This is in relation to the open bug ⚓ T5371 "system name-server" is not vrf aware, I can move the discussion there if this isn’t appropriate.
Polishing the rough edges off VRF support is one of my favourite things to think about on VyOS, so I was mulling a few ways to come at this:
- Having a local resolver daemon in each relevant source VRF: potentially resource heavy, complex. Even repurposing pdns would require patching to get it working across VRFs and not lose existing functionality (it’s meant as a caching DNS for network clients, not being bound into a single VRF handling local lookups)
- Writing an nsswitch plugin module, speaking to a resolver daemon living in the lookup source VRF: not everything uses glibc nss (for eg, Golang does its own DNS), and still has the complexity of writing a robust resolver, there’s nothing that’ll work off the shelf
- Getting nscd to run in shared-cache mode inside the lookup source VRF: exponentially worse than writing an nsswitch plugin, with the same issues, plus nscd is famously buggy
- Reading through the various systemd modules that can do DNS, like resolved: they do not appear flexible in the way they would react to VRFs or have the same drawbacks as options above
- Manipulating iproute2 & nftables to punch traffic between VRFs: this one made me wince, but seemed the most effective, so I spent some time on it today. Unfortunately, I can only get VRF<->global to work sanely so far, VRF<->VRF is a no go.
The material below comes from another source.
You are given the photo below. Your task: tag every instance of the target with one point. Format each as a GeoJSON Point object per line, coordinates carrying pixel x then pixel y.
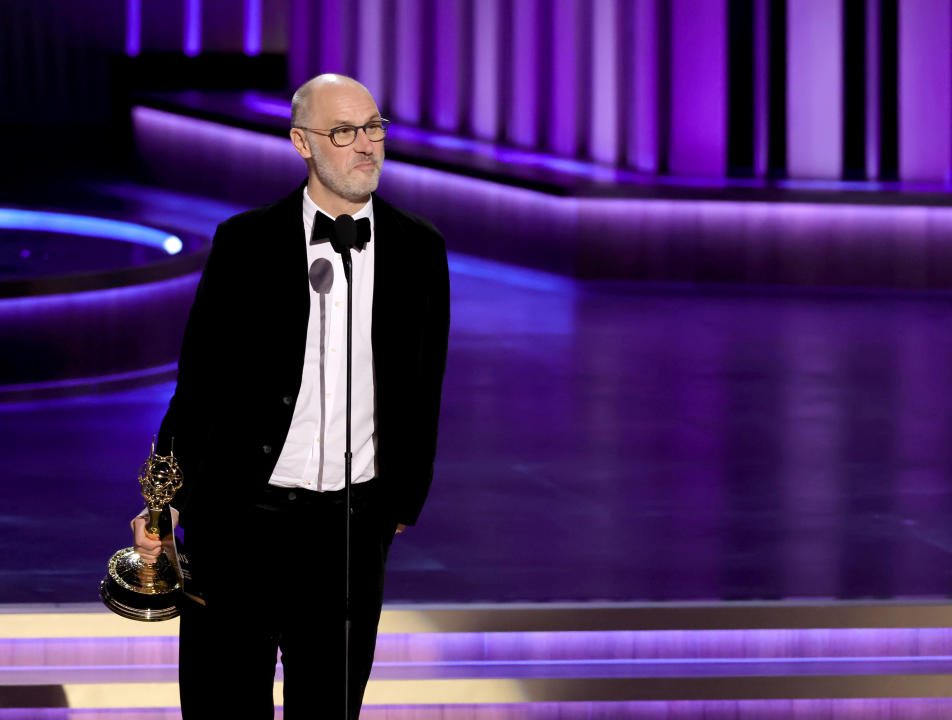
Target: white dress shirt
{"type": "Point", "coordinates": [302, 464]}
Using ip rules, we can provide a path for the service traffic:
ip rule add iif lo to <dns.ip.addr> ipproto udp dport 53 lookup <vrf-table-id>
ip rule add iif lo to <dns.ip.addr> ipproto tcp dport 53 lookup <vrf-table-id>
Locally generated traffic to the DNS servers would immediately be placed into the right table to route out. This works no matter the condition of the global route table and specifically for the allowed protocol only. Returning traffic to the VRF finds its way back for processes running in global.
The second thought was, it should be possible to do this from other VRFs, not the least because pdns should be able to run in a configurable VRF (not yet possible, but should) while doing lookups to system-nameservers, which might be in another. Other things, like add system image or commit-archive usually depend on DNS and should work transparently from any VRF. With the right logic in place, we could even create VRF-specific views.
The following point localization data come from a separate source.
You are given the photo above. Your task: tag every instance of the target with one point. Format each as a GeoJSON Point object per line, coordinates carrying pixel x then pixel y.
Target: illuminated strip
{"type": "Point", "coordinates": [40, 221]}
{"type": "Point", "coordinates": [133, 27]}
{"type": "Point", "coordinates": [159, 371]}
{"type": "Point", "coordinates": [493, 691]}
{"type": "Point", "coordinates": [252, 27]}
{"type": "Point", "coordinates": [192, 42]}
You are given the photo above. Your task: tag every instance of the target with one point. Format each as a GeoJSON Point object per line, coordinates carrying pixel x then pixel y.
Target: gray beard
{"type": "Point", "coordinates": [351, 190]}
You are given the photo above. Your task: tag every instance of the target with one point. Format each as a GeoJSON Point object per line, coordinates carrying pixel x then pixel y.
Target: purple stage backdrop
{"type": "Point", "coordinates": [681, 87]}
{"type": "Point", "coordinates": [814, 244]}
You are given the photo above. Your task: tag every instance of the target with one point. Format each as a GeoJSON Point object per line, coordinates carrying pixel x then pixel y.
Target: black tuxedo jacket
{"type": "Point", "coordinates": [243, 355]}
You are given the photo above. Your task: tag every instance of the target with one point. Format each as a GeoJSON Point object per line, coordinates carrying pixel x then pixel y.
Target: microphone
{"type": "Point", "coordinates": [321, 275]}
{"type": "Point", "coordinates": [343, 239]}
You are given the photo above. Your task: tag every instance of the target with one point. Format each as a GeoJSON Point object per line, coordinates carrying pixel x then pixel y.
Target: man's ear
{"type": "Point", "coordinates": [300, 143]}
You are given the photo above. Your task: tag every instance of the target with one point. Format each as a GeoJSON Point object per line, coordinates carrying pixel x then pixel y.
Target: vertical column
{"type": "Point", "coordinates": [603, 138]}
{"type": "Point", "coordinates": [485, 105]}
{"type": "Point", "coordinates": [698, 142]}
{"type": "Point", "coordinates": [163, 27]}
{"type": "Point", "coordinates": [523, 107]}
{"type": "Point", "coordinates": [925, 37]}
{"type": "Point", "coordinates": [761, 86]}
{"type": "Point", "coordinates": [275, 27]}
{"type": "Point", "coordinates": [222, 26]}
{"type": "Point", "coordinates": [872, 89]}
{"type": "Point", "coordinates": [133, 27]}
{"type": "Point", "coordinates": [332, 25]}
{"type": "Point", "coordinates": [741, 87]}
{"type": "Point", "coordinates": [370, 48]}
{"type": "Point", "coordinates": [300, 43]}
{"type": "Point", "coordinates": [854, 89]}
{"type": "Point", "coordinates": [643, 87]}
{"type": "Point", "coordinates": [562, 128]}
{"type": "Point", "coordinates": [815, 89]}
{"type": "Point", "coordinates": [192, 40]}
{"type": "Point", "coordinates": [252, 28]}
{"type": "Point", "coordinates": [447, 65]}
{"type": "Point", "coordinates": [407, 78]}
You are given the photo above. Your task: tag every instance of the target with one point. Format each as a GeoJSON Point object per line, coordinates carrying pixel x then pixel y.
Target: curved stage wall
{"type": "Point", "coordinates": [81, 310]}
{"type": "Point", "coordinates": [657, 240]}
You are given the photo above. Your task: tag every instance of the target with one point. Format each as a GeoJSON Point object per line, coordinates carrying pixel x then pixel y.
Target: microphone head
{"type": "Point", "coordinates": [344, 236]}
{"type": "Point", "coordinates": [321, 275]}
However, while the traffic makes it out and back on the network for VRF<->VRF, it never makes it back to the sending socket. I’ve tried to do some fiddling in nftables, but (most critically) there’s no easy way I can see to match local outbound traffic to a process source VRF in nft or iproute2:
- Rules have limited actions available even if that match worked. We only really have the option to throw it straight to a table lookup. By the time this hits nft, oif is the redirected source VRF interface and iif is blank
- Without matching ip rules, lookups are subject to the current VRF route table again and will just refuse to go anywhere without a valid route. We therefore can’t use nft at all without a rule or requiring a full valid route/route-leak, which I’d consider far more of a mess than some sneaky automatic protocol-specific PBR
- Without the ability to mark the outbound connection cleanly, I can’t manipulate return traffic to fix the VRF targeting.
So that’s where I’ve left that for now. I’m hoping someone has an idea of how to do the outbound connection tracking so I can fix inter-VRF or is able to poke enough holes in the whole idea that it’s not workable.
There’s a few more things that can or should be done; it might be useful for more protocols than just DNS, but DNS is somewhat unique in that it’s not a single process like ntpd or charon creating the traffic - it’s literally everything that wants to do a name lookup doing it independently. Automatic NAT rules could be used to create client source-address binding emulation if that was a desired feature. Some extra work would be needed for DHCP-sourced nameservers and to make sure pdns_recursor integrates seamlessly when in use.
I had started to dummy up a configuration style along the lines of:
set system default-source dns vrf MGT
The separate tree may be useful for more protocols if it worked nicely, like HTTP/FTP client connections from add system image or commit-archive, and it avoids breaking the ancient set system name-server
config element with extra sub-nodes.